Production of the F-35 Lightning II is on course to make its latest rate rise this year, after Lockheed Martin met its contractual target to deliver 91 of the fifth-generation fighter during 2018.
Detailing last year's delivery total, Lockheed says a combined 54 aircraft were handed over to the US Air Force, US Marine Corps and US Navy, while 21 went to partner nations. The remaining 16 were shipped to Foreign Military Sales (FMS) programme customers.
Lockheed has hailed its achievement of the 2018 delivery target as "demonstrating the F-35 enterprise's ability to ramp up to full-rate production". "Year-over-year, we have increased production, lowered costs, reduced build time, and improved quality and on-time deliveries," notes Greg Ulmer, the company's general manager of the F-35 programme.
That optimism will face a stern test during 2019, however, with an expected 40% increase in output to see Lockheed hand over in excess of 130 units: a rise of at least 39 from last year and roughly double the volume transferred in 2017, when 66 examples were completed.
Flight Fleets Analyzer records a current active fleet of 352 F-35s, assigned to 10 nations. This total includes assets being used in support of initial operational test and evaluation, which are excluded from our annual World Air Forces directory listing.
US Air Force
Our data shows that the US armed services account for 75% of the global F-35 fleet, with the USAF's inventory alone representing a 49% share. Between them, Australia, Israel, Italy, Japan, the Netherlands, Norway, South Korea, Turkey and the UK have received 88 F-35s. The leading international users so far are the UK (17), Norway (16) and Israel (14).
Lockheed uses a further 13 test airframes in support of the programme: five short take-off and vertical landing (STOVL) examples, and four each in the conventional take-off and landing and carrier variant models.
Notable milestones for the programme last year included the completion of its 11-year-long system development and demonstration phase, during which some 9,200 sorties were flown, totalling some 17,000 flight hours.
Production deliveries passed the 300 mark in mid-year and the annual target was met despite the USAF briefly suspending its acceptance of new jets while a contractual dispute was resolved over repairing an exterior panel corrosion issue. The Italian navy, meanwhile, took delivery of its first F-35B from a final assembly and check-out line at Cameri air base (below).
Italian defence ministry
Operational highlights included two air-to-surface combat debuts in the Middle East region, respectively involving the Israeli air force's F-35I "Adir" fleet and the USMC's F-35B.
In Europe, the Italian air force's December declaration of initial operational capability status with its A-model jets was swiftly followed by the Royal Air Force's 617 Sqn achieving the same milestone with its STOVL examples. This followed more UK success, during initial landing trials conducted aboard the Royal Navy aircraft carrier HMSQueen Elizabeth. The Royal Australian Air Force's 3 Sqn also received the nation's first operational F-35As, at its Williamtown base in New South Wales.
Commonwealth of Australia
Some gloss was removed from these successes, however, when the USMC lost an F-35B during a training flight staged from MCAS Beaufort, in South Carolina - the first crash involving a Lighting II.

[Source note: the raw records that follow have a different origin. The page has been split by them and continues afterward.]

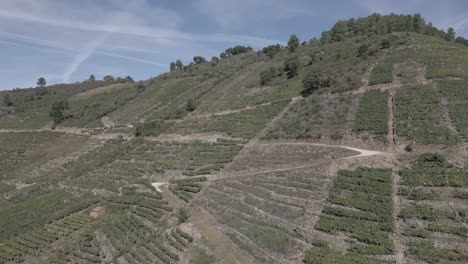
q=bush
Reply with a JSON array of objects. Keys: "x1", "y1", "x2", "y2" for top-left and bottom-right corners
[
  {"x1": 300, "y1": 69, "x2": 331, "y2": 97},
  {"x1": 262, "y1": 44, "x2": 281, "y2": 58},
  {"x1": 177, "y1": 208, "x2": 190, "y2": 223},
  {"x1": 259, "y1": 68, "x2": 277, "y2": 85},
  {"x1": 404, "y1": 144, "x2": 412, "y2": 152},
  {"x1": 186, "y1": 99, "x2": 196, "y2": 112},
  {"x1": 284, "y1": 58, "x2": 300, "y2": 79},
  {"x1": 50, "y1": 100, "x2": 69, "y2": 124},
  {"x1": 381, "y1": 39, "x2": 391, "y2": 49},
  {"x1": 358, "y1": 44, "x2": 368, "y2": 57}
]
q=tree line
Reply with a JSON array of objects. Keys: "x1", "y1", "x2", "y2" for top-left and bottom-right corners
[{"x1": 320, "y1": 13, "x2": 462, "y2": 44}]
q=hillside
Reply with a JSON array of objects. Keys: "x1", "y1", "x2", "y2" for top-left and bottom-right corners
[{"x1": 1, "y1": 14, "x2": 468, "y2": 264}]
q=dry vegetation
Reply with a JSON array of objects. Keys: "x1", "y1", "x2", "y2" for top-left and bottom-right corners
[{"x1": 1, "y1": 14, "x2": 468, "y2": 264}]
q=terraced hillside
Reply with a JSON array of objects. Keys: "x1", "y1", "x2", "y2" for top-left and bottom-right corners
[{"x1": 1, "y1": 14, "x2": 468, "y2": 264}]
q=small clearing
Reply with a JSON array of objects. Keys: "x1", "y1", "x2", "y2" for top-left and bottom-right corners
[
  {"x1": 151, "y1": 182, "x2": 166, "y2": 192},
  {"x1": 101, "y1": 116, "x2": 115, "y2": 128}
]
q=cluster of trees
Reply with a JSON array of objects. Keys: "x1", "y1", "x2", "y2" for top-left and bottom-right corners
[
  {"x1": 455, "y1": 37, "x2": 468, "y2": 47},
  {"x1": 170, "y1": 59, "x2": 184, "y2": 72},
  {"x1": 220, "y1": 45, "x2": 253, "y2": 58},
  {"x1": 169, "y1": 56, "x2": 208, "y2": 72},
  {"x1": 101, "y1": 75, "x2": 134, "y2": 83},
  {"x1": 262, "y1": 44, "x2": 282, "y2": 58},
  {"x1": 169, "y1": 45, "x2": 253, "y2": 72},
  {"x1": 320, "y1": 13, "x2": 460, "y2": 44}
]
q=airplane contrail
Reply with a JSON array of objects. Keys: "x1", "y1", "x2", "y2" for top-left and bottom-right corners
[{"x1": 61, "y1": 33, "x2": 110, "y2": 83}]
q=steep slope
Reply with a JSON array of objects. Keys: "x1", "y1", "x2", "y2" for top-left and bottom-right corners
[{"x1": 1, "y1": 14, "x2": 468, "y2": 264}]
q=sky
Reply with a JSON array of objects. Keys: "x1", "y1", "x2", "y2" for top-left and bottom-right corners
[{"x1": 1, "y1": 0, "x2": 468, "y2": 90}]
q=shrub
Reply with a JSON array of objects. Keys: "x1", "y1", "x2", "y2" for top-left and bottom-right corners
[
  {"x1": 50, "y1": 100, "x2": 70, "y2": 124},
  {"x1": 176, "y1": 208, "x2": 190, "y2": 223},
  {"x1": 284, "y1": 58, "x2": 300, "y2": 79},
  {"x1": 404, "y1": 144, "x2": 412, "y2": 152},
  {"x1": 300, "y1": 69, "x2": 331, "y2": 97},
  {"x1": 262, "y1": 44, "x2": 281, "y2": 58},
  {"x1": 186, "y1": 99, "x2": 196, "y2": 112},
  {"x1": 259, "y1": 68, "x2": 276, "y2": 85},
  {"x1": 358, "y1": 44, "x2": 368, "y2": 57},
  {"x1": 381, "y1": 39, "x2": 391, "y2": 49}
]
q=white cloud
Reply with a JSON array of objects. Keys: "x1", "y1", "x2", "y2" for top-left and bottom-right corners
[{"x1": 0, "y1": 0, "x2": 289, "y2": 88}]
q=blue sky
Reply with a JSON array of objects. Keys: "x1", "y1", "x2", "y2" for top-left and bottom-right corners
[{"x1": 1, "y1": 0, "x2": 468, "y2": 90}]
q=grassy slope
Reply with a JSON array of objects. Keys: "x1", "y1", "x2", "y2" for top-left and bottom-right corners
[{"x1": 2, "y1": 30, "x2": 468, "y2": 263}]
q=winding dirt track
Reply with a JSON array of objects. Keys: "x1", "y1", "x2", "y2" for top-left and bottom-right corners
[{"x1": 220, "y1": 143, "x2": 386, "y2": 179}]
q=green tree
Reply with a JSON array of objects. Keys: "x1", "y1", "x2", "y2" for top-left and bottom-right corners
[
  {"x1": 330, "y1": 20, "x2": 347, "y2": 41},
  {"x1": 357, "y1": 44, "x2": 368, "y2": 57},
  {"x1": 210, "y1": 56, "x2": 219, "y2": 66},
  {"x1": 175, "y1": 59, "x2": 183, "y2": 70},
  {"x1": 284, "y1": 58, "x2": 300, "y2": 79},
  {"x1": 103, "y1": 75, "x2": 115, "y2": 82},
  {"x1": 259, "y1": 68, "x2": 276, "y2": 85},
  {"x1": 186, "y1": 99, "x2": 196, "y2": 112},
  {"x1": 262, "y1": 44, "x2": 281, "y2": 58},
  {"x1": 225, "y1": 48, "x2": 233, "y2": 56},
  {"x1": 170, "y1": 62, "x2": 176, "y2": 72},
  {"x1": 37, "y1": 77, "x2": 46, "y2": 87},
  {"x1": 125, "y1": 76, "x2": 134, "y2": 82},
  {"x1": 50, "y1": 101, "x2": 69, "y2": 124},
  {"x1": 3, "y1": 94, "x2": 12, "y2": 106},
  {"x1": 376, "y1": 19, "x2": 389, "y2": 35},
  {"x1": 287, "y1": 34, "x2": 299, "y2": 52},
  {"x1": 455, "y1": 36, "x2": 468, "y2": 46},
  {"x1": 446, "y1": 27, "x2": 455, "y2": 41},
  {"x1": 193, "y1": 56, "x2": 206, "y2": 64},
  {"x1": 300, "y1": 69, "x2": 331, "y2": 97},
  {"x1": 220, "y1": 52, "x2": 227, "y2": 59},
  {"x1": 89, "y1": 74, "x2": 96, "y2": 81},
  {"x1": 413, "y1": 14, "x2": 426, "y2": 34}
]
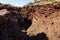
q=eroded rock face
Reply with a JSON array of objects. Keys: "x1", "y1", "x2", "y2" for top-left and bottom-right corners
[
  {"x1": 26, "y1": 3, "x2": 60, "y2": 40},
  {"x1": 0, "y1": 2, "x2": 60, "y2": 40}
]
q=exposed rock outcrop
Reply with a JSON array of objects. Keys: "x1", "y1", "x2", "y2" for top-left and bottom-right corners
[{"x1": 0, "y1": 1, "x2": 60, "y2": 40}]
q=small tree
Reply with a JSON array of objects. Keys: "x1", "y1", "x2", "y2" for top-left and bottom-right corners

Another cause of programme headwinds stemmed from strained relations between the USA and international partner Turkey, which could see Washington DC block the transfer of F-35As to the nation over its planned purchase of advanced surface-to-air missile systems from Russia. Training is, however, still being provided to Turkish pilots and maintainers at Luke AFB, in Arizona.
Regarding future business prospects, Belgium has commenced discussions linked to a potential acquisition of 34 F-35As, having selected the type instead of the Eurofighter Typhoon. The Netherlands is eyeing an increased acquisition, which would boost its eventual fleet size by 15 aircraft, to 52. Japan, meanwhile, has indicated that it could purchase up to another 105 F-35s to meet its future fighter requirements, on top of the 42 to which it has already committed.
Lockheed also appears to be edging closer to agreeing a multi-year contract arrangement with the US Department of Defense, which would support a key programme objective on price reduction. The unit cost for an F-35A in the most recent round of production was $89.2 million, and the company says the programme is "on track to deliver an $80 million" aircraft during lot 14 of low-rate initial production during 2020.
Royal Norwegian Air Force
Worth an estimated $22.7 billion, a multi-year deal covering 255 aircraft is now being discussed with the DoD. This proposed total would include 106 for the US services, plus 89 for international partners and 60 for FMS buyers.